Herbert Ashton

Personal information
- Date of birth: 23 May 1885
- Place of birth: Blackburn, Lancashire, England
- Date of death: 28 June 1927 (aged 42)
- Place of death: Harefield, Middlesex, England
- Position(s): Winger

Senior career*
- Years: Team / Apps / (Gls)
- Padiham
- Accrington Stanley
- 1905–1907: Preston North End / 4 / (0)
- 1907–1908: Accrington Stanley
- 1908–1915: West Ham United / 224 / (23)

= Herbert Ashton =

English footballer

Herbert Ashton (23 May 1885 – 28 June 1927) was an English footballer who played for Accrington Stanley, Preston North End and West Ham United.

==Career==
Nicknamed 'Tiddler', Ashton started his footballing career with Padiham. He then played for Accrington Stanley, helping the club to win the Lancashire Combination league in 1905–06, and with Preston North End, where he made four appearances in the Football League.

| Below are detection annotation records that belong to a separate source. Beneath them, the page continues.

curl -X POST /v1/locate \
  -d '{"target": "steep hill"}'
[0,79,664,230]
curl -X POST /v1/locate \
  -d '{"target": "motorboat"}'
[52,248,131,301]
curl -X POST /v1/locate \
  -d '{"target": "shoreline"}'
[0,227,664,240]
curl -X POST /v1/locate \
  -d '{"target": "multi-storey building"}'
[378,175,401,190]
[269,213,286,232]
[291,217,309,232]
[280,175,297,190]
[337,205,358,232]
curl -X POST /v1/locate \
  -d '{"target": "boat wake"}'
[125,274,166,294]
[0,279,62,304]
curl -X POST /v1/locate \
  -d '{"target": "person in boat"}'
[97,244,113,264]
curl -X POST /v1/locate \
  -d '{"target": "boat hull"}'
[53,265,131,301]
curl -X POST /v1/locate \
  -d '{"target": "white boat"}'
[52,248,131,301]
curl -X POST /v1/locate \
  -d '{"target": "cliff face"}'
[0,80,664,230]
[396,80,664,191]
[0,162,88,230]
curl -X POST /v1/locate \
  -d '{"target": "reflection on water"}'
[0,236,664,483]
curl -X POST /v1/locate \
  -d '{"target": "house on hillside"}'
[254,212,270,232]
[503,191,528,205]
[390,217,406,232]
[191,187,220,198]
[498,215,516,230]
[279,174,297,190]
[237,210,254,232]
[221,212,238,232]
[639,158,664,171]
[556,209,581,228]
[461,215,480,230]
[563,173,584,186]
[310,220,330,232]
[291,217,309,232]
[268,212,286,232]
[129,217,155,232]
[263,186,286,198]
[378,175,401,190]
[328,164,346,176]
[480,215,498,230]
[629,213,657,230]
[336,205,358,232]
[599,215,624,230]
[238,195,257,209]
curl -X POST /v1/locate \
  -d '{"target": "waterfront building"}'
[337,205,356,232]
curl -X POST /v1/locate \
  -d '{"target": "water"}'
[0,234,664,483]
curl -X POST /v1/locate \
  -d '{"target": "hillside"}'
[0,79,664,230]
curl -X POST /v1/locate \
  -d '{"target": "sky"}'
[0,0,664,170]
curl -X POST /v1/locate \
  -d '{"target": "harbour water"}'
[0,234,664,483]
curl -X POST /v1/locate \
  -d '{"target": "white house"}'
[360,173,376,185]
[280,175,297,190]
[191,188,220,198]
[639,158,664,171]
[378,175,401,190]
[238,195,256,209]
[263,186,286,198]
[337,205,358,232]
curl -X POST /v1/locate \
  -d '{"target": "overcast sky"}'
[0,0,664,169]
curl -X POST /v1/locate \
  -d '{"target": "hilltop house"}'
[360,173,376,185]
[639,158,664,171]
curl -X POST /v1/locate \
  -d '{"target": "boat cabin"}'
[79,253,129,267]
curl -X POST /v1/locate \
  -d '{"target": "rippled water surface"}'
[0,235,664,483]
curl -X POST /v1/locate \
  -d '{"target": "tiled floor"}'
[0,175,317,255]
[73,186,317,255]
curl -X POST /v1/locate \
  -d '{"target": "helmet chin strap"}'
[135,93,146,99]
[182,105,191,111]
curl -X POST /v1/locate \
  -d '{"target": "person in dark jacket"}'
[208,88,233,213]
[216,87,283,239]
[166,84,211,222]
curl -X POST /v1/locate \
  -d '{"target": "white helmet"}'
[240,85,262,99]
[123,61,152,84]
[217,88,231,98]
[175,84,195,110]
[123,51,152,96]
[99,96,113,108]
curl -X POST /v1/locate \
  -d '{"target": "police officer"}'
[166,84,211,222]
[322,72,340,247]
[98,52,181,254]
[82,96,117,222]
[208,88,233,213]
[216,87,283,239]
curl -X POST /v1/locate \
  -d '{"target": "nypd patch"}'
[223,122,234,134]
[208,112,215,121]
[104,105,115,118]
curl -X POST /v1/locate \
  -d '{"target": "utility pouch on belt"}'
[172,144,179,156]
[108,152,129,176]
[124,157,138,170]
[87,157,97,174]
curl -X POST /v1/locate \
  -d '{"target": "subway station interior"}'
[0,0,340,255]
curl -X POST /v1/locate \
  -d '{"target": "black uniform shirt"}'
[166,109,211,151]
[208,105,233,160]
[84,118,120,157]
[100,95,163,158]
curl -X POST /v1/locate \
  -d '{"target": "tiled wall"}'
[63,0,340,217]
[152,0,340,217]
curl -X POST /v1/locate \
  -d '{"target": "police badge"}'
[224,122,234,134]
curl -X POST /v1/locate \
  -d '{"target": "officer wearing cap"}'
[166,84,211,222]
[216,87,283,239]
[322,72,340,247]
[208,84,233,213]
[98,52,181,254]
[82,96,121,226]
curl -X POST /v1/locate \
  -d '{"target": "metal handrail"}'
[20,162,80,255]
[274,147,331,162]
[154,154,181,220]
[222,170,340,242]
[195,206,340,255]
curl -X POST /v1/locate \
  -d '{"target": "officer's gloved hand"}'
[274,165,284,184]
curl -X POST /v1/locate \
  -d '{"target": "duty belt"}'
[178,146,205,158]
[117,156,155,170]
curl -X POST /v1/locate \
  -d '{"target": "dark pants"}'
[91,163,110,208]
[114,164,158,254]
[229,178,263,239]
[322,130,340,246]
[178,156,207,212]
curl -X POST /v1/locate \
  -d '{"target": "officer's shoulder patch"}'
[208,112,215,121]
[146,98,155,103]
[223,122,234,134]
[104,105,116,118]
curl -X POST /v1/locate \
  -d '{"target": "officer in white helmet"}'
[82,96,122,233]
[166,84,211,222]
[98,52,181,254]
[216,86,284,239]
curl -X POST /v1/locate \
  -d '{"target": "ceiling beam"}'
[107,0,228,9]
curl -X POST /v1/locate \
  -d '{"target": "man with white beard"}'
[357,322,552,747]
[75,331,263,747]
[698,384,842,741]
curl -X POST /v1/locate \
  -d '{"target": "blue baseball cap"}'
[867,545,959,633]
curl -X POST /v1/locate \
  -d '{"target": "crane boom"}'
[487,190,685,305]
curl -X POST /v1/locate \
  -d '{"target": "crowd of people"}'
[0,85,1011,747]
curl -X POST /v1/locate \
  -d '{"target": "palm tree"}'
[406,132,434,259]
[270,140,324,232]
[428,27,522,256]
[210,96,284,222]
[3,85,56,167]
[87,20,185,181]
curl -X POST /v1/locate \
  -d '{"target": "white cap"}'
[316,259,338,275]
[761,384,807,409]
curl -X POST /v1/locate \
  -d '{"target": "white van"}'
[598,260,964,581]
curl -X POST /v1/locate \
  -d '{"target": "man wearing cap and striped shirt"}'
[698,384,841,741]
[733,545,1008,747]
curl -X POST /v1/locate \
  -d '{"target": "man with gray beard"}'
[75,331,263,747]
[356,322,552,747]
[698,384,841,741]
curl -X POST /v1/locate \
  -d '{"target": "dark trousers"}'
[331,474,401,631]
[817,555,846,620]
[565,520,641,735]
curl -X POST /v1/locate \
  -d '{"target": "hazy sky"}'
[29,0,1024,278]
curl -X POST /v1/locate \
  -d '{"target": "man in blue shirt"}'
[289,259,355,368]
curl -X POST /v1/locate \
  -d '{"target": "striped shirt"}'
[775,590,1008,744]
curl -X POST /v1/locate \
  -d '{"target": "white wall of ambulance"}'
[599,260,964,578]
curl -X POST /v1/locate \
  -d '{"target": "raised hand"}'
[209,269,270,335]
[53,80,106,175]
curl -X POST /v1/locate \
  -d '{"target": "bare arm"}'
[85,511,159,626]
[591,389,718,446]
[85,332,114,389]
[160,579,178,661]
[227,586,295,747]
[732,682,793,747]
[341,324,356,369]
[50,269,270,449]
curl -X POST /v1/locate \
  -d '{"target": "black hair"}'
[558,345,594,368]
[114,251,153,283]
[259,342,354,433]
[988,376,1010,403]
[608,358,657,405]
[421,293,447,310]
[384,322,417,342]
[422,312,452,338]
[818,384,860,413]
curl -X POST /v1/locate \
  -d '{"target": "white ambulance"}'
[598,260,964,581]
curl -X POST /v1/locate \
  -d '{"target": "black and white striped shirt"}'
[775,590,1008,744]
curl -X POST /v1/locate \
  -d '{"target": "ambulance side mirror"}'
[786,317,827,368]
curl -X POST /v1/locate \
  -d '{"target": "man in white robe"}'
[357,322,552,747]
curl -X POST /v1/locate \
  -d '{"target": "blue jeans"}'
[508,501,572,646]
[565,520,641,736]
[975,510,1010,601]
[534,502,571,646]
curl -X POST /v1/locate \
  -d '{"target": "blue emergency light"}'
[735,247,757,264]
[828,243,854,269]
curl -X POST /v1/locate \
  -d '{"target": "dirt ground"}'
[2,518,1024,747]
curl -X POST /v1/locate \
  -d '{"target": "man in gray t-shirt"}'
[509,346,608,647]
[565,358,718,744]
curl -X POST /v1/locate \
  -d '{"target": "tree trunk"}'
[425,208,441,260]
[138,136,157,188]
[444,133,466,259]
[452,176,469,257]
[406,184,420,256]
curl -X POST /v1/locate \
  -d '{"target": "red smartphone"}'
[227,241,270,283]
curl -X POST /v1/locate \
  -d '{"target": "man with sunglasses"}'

Ashton signed for West Ham United in 1908, making his debut on 1 September 1908 against Queens Park Rangers; a 2–0 West Ham win. A firm fans' favourite and small in stature he was rarely without support from the fans when things got rough on the pitch, even to the extent of invading the pitch to protect Ashton in a match against New Brompton. Ashton holds the record for the most appearances in the Southern League for West Ham with 224 appearances. Ashton joined the Royal Flying Corps as a mechanic in World War I whilst still playing football for West Ham in the London Combination League.